Sotomayor is similarly brisk in disposing of the argument that the Arkansas statute impermissibly “refer[s] to” ERISA, pointing out that it “does not directly regulate health benefit plans at all, ERISA or otherwise. It affects plans only insofar as PBMs may pass along higher pharmacy rates to plans with which they contract.” Crucially, the Arkansas statute applies when PBMs pass along those charges not only to ERISA plans (those that employers provide) but also to plans provided by Medicaid, Medicare, the military or the open market.
Travelers makes Sotomayor’s arguments about cost regulation telling with respect to the price regulation (the first of the three parts of the statute mentioned above). Her point is less compelling with regard to the procedural aspects of the statute (the appellate-process mandate and the decline-to-sell rule). She validates those parts of the statute as incidental to making the price-regulation mandate effective. So, with regard to the mandated appeal process, she notes that “any contract dispute implicating the cost of a medical benefit would involve similar demands and could lead to similar results.” Thus, taking the position of the PBMs “to its logical endpoint … would pre-empt any suits under state law that could affect the price or provisions of benefits.” On that point, she quotes an earlier decision explaining that ERISA does not disturb “state-law mechanisms of executing judgments against ERISA welfare benefit plans, even when those mechanisms prevent plan participants from receiving their benefits.” In the same vein, she approves the decline-to-sell provision, commenting that “[w]hen a pharmacy declines to dispense a prescription, the responsibility lies first with the PBM for offering the pharmacy a … reimbursement” that ignores the state-mandated price floor.

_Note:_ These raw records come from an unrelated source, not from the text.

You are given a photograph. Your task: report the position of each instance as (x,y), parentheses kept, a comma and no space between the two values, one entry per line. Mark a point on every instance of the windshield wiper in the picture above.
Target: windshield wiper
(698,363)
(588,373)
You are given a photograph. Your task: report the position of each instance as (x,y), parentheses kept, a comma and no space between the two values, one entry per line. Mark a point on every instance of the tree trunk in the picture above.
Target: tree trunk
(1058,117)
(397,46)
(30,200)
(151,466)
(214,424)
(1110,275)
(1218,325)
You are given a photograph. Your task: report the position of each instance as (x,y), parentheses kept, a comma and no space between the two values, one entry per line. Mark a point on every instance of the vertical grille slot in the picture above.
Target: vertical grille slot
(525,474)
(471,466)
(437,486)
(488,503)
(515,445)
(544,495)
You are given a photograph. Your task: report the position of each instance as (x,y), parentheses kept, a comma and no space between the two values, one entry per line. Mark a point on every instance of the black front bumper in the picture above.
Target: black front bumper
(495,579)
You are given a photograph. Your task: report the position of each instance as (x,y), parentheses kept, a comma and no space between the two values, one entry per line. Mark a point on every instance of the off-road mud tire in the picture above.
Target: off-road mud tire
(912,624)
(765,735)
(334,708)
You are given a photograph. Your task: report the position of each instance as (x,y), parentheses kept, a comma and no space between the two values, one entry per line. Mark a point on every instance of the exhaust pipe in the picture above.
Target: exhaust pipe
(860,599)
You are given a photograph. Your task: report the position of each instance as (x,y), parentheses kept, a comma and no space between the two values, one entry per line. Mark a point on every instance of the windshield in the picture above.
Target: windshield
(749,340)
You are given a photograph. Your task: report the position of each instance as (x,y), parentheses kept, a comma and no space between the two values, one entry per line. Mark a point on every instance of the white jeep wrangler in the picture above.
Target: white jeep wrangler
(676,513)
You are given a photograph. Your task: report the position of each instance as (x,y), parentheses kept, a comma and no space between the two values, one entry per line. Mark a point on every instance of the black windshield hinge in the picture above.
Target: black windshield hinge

Sotomayor closes by rejecting the PBM association’s argument that the Arkansas statute creates “operational inefficiencies” that “interfere with nationally uniform plan administration.” The problem with that argument, she explains, is that “creating inefficiencies alone is not enough to trigger ERISA pre-emption,” repeating and emphasizing the point that ERISA tolerates a state law “that merely increases costs … even if plans decide to limit benefits or charge plan members higher rates as a result.”
It is at least possible that Rutledge will undermine the cost-containment pressures that have driven insurers to rely so heavily on PBMs, and so it might even lead to some cognizable increase in insurance premiums. On the other hand, it should come as no surprise that the Supreme Court has no interest in stepping in to protect a market that almost all of the states regard as functioning so poorly as to warrant legislative intervention. If Congress disagrees, it certainly could amend ERISA to compel a different arrangement.